El pasado fin de semana decidimos volver a rodar desde San Lorenzo del Escorial. La zona tiene una posibilidades magníficas, la altura es propicia para la temperatura de esta época del año, las vistas inigualables y, además, contábamos con un rider que aún no conocía la zona… motivos más que suficientes para regresar por estos lares.
Son las 9.00h de la mañana, pero estamos en la segunda quincena de junio y el calor, aunque soportable, ya se hace notar. Nuestra primeras pedaladas nos dirigen al inicio de la primera de las dos subidas del día, que nos conducirá a 1.750m de altura. Este primer ascenso tiene tres partes bien diferenciadas: las zetas, un sendero estrecho, tapizado con pinaza y salpicado de piedras y raíces, con las 17 curvas cerradas que le dan nombre; la pista hasta el Malagón, en su mayor parte asfaltada; y la última subida hasta Abantos, una pista forestal que su último tramo se endurece por la pendiente y la buena cantidad de piedras que aparecen.

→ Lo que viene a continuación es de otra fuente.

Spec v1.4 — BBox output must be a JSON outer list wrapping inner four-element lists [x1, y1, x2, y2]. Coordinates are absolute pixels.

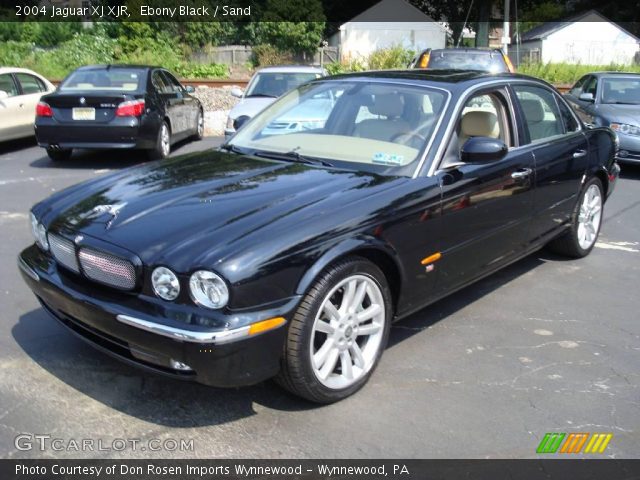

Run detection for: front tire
[[46, 148, 72, 162], [148, 121, 171, 160], [276, 257, 392, 403], [547, 177, 604, 258]]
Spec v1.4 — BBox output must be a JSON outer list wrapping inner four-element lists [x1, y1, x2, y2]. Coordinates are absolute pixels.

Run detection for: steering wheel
[[391, 132, 427, 148]]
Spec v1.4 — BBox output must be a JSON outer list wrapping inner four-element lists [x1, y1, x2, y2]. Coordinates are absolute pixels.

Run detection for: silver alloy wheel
[[197, 112, 204, 136], [160, 124, 170, 157], [310, 274, 386, 389], [577, 184, 602, 250]]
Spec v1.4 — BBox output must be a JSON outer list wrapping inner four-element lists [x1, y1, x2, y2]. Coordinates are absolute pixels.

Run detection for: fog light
[[151, 266, 180, 301], [170, 359, 192, 371]]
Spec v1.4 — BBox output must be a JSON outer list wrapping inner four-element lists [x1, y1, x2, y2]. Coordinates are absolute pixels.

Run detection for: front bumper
[[614, 134, 640, 164], [18, 245, 298, 387]]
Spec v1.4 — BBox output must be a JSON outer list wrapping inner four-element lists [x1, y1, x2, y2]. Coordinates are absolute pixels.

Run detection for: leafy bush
[[174, 63, 229, 79], [252, 44, 293, 67], [325, 47, 413, 75], [325, 57, 367, 75], [368, 45, 415, 70], [0, 41, 35, 68], [518, 62, 640, 84]]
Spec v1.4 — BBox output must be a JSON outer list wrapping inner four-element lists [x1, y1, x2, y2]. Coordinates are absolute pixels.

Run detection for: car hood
[[40, 151, 399, 272], [228, 97, 276, 120], [595, 103, 640, 124]]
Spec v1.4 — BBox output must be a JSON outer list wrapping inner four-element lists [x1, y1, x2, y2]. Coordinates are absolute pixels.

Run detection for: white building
[[329, 0, 447, 61], [517, 10, 640, 65]]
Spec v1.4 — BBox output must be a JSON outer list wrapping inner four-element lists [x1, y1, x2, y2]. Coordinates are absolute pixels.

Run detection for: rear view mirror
[[230, 87, 244, 98], [185, 85, 195, 93], [461, 137, 508, 164], [579, 92, 594, 102], [0, 90, 8, 99]]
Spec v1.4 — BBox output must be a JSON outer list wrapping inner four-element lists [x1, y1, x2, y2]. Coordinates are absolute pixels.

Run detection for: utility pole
[[502, 0, 511, 54]]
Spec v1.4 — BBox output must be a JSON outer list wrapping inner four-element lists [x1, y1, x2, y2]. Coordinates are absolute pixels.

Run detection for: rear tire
[[546, 177, 604, 258], [276, 257, 392, 403], [148, 121, 170, 160], [46, 148, 72, 162]]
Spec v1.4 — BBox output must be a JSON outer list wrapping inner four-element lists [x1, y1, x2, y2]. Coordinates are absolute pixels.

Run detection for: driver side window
[[441, 90, 512, 168]]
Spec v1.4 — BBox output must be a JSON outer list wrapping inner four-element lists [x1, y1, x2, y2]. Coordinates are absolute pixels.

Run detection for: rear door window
[[15, 73, 46, 95], [514, 86, 564, 142]]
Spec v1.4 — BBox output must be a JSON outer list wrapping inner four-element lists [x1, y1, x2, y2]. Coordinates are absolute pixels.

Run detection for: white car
[[0, 67, 56, 142], [224, 65, 326, 139]]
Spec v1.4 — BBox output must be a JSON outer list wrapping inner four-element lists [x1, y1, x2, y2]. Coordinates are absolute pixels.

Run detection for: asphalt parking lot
[[0, 137, 638, 459]]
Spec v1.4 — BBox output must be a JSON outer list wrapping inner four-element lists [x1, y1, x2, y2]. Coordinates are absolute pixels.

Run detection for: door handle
[[511, 168, 532, 180], [573, 149, 587, 158]]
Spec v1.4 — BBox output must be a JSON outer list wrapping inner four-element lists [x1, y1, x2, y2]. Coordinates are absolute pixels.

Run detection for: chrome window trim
[[116, 314, 250, 345], [426, 78, 583, 177]]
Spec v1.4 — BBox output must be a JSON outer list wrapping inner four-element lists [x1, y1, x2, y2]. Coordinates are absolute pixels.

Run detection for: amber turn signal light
[[248, 317, 286, 335]]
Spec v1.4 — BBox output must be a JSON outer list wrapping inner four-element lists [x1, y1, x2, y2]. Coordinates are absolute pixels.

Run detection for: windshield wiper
[[608, 101, 640, 105], [246, 93, 277, 98], [219, 143, 246, 154], [254, 149, 333, 167]]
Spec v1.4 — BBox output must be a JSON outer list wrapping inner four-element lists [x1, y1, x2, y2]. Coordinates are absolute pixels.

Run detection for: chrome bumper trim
[[115, 314, 250, 344], [18, 257, 39, 282]]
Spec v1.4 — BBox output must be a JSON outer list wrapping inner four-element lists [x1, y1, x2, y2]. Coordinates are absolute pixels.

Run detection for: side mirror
[[230, 87, 244, 98], [233, 115, 250, 131], [184, 85, 195, 93], [0, 90, 8, 99], [461, 137, 508, 164], [579, 92, 594, 102]]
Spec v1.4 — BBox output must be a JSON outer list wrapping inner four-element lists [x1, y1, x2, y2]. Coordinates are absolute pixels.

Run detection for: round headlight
[[30, 212, 49, 251], [152, 266, 180, 301], [189, 270, 229, 309]]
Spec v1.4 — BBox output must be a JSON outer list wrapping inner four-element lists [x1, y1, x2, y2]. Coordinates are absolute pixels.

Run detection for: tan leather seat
[[459, 110, 499, 149], [354, 94, 410, 142], [520, 98, 560, 141]]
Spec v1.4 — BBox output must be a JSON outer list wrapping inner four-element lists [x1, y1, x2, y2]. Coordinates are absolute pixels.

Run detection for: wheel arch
[[295, 237, 405, 315]]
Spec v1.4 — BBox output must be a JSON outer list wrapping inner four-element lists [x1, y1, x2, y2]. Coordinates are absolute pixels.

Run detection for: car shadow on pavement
[[0, 137, 38, 155], [27, 139, 200, 170], [619, 163, 640, 180], [387, 251, 550, 348], [12, 309, 316, 428], [12, 250, 561, 426]]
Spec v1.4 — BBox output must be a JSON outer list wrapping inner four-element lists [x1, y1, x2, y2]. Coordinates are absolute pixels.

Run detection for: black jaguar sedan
[[19, 70, 619, 403], [35, 65, 204, 161]]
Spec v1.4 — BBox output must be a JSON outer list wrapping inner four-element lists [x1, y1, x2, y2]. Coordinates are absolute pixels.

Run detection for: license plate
[[72, 107, 95, 121]]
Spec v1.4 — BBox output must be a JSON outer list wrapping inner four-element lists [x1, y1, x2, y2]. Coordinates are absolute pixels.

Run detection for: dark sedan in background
[[35, 65, 204, 161], [565, 71, 640, 164], [20, 71, 618, 403], [409, 48, 515, 73]]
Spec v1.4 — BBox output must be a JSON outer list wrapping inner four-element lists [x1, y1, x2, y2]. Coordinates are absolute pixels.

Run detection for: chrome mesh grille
[[48, 233, 80, 273], [78, 248, 136, 290]]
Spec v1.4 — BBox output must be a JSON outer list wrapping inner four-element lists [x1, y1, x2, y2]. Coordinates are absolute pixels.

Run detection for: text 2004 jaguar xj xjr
[[19, 71, 619, 403]]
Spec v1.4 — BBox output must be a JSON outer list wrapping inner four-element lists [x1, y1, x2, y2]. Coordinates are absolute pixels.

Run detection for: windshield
[[601, 77, 640, 105], [229, 80, 448, 175], [59, 68, 146, 92], [245, 72, 322, 98], [429, 52, 507, 73]]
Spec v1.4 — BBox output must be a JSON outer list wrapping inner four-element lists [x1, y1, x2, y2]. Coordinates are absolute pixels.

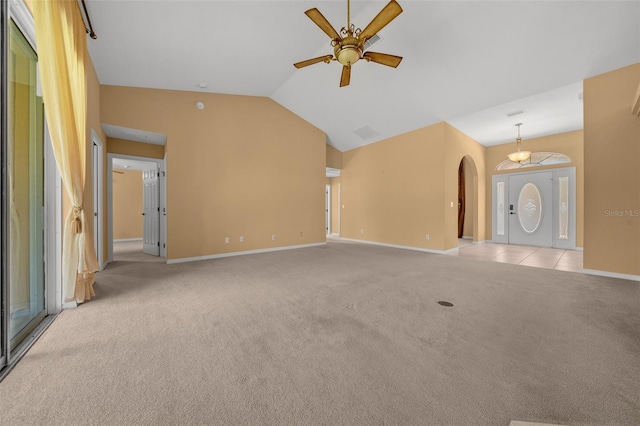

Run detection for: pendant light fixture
[[507, 123, 531, 163]]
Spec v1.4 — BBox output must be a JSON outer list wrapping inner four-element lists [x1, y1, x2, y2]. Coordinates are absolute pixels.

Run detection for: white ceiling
[[85, 1, 640, 152], [449, 81, 584, 146], [102, 124, 167, 145], [112, 158, 157, 171]]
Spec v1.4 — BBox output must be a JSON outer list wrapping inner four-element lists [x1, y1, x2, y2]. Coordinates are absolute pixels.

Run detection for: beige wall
[[86, 50, 107, 266], [331, 177, 341, 234], [101, 86, 326, 260], [326, 144, 343, 169], [339, 122, 486, 251], [326, 144, 343, 235], [583, 63, 640, 276], [112, 170, 143, 240], [443, 124, 486, 248], [107, 138, 165, 159], [484, 130, 585, 247]]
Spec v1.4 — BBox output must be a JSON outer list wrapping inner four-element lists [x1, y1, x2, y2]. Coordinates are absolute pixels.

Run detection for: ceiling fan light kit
[[335, 38, 362, 66], [294, 0, 403, 87]]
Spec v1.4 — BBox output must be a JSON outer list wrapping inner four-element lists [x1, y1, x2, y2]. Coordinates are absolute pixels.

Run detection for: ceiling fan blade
[[294, 55, 334, 69], [305, 8, 340, 40], [363, 51, 403, 68], [360, 0, 403, 41], [340, 65, 351, 87]]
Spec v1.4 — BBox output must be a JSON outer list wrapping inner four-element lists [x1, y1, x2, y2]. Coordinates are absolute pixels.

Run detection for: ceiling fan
[[294, 0, 403, 87]]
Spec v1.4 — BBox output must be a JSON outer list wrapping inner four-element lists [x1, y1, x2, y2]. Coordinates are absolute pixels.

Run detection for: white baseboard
[[114, 238, 143, 242], [575, 246, 584, 251], [330, 233, 340, 237], [62, 301, 77, 309], [461, 236, 473, 240], [472, 240, 489, 245], [582, 269, 640, 282], [335, 237, 458, 255], [167, 242, 327, 264]]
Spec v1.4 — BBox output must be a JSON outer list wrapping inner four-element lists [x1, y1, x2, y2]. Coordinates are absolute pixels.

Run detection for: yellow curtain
[[34, 0, 99, 303]]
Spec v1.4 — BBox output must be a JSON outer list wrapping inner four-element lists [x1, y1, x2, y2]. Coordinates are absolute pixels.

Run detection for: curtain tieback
[[72, 206, 82, 234]]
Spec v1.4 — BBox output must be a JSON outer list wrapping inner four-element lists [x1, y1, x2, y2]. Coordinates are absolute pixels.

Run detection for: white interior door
[[92, 136, 103, 269], [325, 184, 331, 235], [508, 171, 553, 247], [143, 167, 160, 256], [93, 143, 99, 259]]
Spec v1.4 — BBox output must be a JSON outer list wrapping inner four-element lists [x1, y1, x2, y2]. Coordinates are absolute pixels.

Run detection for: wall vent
[[353, 125, 380, 140]]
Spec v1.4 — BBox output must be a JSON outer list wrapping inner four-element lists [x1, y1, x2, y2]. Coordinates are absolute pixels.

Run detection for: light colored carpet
[[1, 240, 639, 425]]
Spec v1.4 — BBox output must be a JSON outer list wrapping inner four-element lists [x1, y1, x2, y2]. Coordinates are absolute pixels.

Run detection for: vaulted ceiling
[[86, 1, 640, 152]]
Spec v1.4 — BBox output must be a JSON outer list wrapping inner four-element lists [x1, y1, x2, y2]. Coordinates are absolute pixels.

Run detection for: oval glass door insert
[[518, 183, 543, 234]]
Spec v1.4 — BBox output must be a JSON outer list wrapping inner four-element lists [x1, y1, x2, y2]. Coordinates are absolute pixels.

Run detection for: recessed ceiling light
[[198, 83, 207, 89]]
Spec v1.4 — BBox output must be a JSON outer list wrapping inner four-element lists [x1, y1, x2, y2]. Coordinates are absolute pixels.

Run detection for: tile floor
[[449, 238, 583, 273]]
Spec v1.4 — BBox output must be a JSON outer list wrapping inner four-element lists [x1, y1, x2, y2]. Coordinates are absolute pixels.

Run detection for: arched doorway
[[457, 156, 478, 244]]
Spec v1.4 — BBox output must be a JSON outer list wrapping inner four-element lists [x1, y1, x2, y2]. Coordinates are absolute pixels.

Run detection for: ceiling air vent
[[363, 34, 381, 51], [353, 125, 380, 140], [506, 109, 524, 117]]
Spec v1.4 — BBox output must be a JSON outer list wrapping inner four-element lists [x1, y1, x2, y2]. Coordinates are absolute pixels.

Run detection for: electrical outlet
[[239, 236, 244, 242], [272, 235, 277, 241], [425, 234, 430, 241], [224, 237, 230, 244], [361, 229, 364, 234]]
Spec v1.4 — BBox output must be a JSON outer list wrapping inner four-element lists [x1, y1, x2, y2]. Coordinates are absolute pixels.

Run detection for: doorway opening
[[456, 156, 478, 246], [492, 167, 576, 249], [92, 131, 104, 270], [107, 154, 167, 264], [325, 184, 331, 236]]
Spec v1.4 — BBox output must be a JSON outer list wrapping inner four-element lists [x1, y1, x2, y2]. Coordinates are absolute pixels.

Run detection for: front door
[[142, 167, 160, 256], [493, 167, 576, 249], [508, 171, 553, 247]]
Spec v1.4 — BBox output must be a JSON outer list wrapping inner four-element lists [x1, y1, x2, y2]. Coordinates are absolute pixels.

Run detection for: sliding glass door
[[1, 0, 61, 377], [1, 0, 6, 371], [7, 19, 46, 347]]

Gestionamos las zetas sin presa pero sin pausa, disfrutando la subida, que nos hace entrar en calor a pesar de rodar protegidos del sol por los pinos. En la subida hasta el Malagón, le damos rienda suelta a la charla, para hacer más corto el tramo de asfalto que tan poco nos gusta, aunque las últimas rampas, además de callarnos, convierten el grupo en una «fila india» con sus elementos más o menos separados. Alcanzado este puerto, el camino hasta Abantos se nos hace mucho más corto: empezamos a disfrutar de las vistas y sabemos que nos queda muy poco para empezar a gozar de las bajadas.
Parada obligada en Abantos, donde las vistas de todo el valle son impresionantes: el monasterio del Escorial y Valmayor destacan especialmente. Unos cuantos senderistas nos acompañan junto a la cruz, donde aprovechamos para hidratarnos y colocarnos las protecciones, que aunque aún no imprescindibles, si que son aconsejables. Una vez preparados comenzamos el primero de nuestros descensos, que primero nos lleva hasta San Juan por un sendero pedregoso que luego se convierte en pista. Desde San Juan la pista vuelve a convertirse en sendero, en el que comienza a asomar esas piedras y raíces que tanto nos entusiasman.
La senda nos deposita en el refugio de la Naranjera, prácticamente destruido pero situado en un lugar inmejorable, donde la paz y el paisaje se disfrutan a partes iguales. A unas decenas de metros del refugio, y escalando entre las grandes rocas, se alza uno de los «balcones» con mejores vistas de la zona: el Valle de los Caídos, La Jarosa, Guadarrama… Tras disfrutar de las vistas y hacer las fotos de rigor, continuamos el descenso. El sendero se rompe aún más y las piedras comienzan a ser más numerosas y a estar más descolocadas, lo que te obliga a extremar la precaución y soltar los frenos para no quedarte «atascado» con ninguna de ellas.
Tras el descenso, y con el típico brillo en los ojos que nos provocan estas técnicas bajadas, llegamos al campamento Peñas Blancas, desde el que llanearemos hasta alcanzar la divertida trialera que nos deposita a orillas del embalse de la Aceña. Desde el embalse hay que afrontar la segunda y última subida del día, primero por pista y después por asfalto, hasta llegar de nuevo a las proximidades del Malagón, donde buscaremos el inicio de la «perla» del día: los Vascos.
Ésta es una de las trialeras de la sierra que más nos gusta. Comienza siendo un sendero, estrecho y entre árboles, con algunas curvas plagadas de piedras donde elegir la trazada adecuada te conduce o al éxito o a «hacer un pie», de esos que tanto hieren nuestro orgullo. Llevamos una buena velocidad, interrumpida en un par de ocasiones por el respeto que debemos a los grupos de senderistas con los que nos cruzamos. Reagrupamos en cada una de los dos pistas que interrumpen la senda, para dar descanso a los brazos y a los abductores y comentar las mejores jugadas.
El último tramo se «embrutece» algo más, apareciendo escalones, buenas piedras y muchas raíces, que nos permiten terminar la ruta muy satisfechos y habiéndonos ganado las cervezas que degustamos en La Horizontal. Hay lugares que no importa visitar a menudo, y no me refiero tanto a la terraza, donde la simpatía de alguno de sus camareros brilla por su ausencia, si no a los parajes por donde hemos disfrutado durante toda la mañana.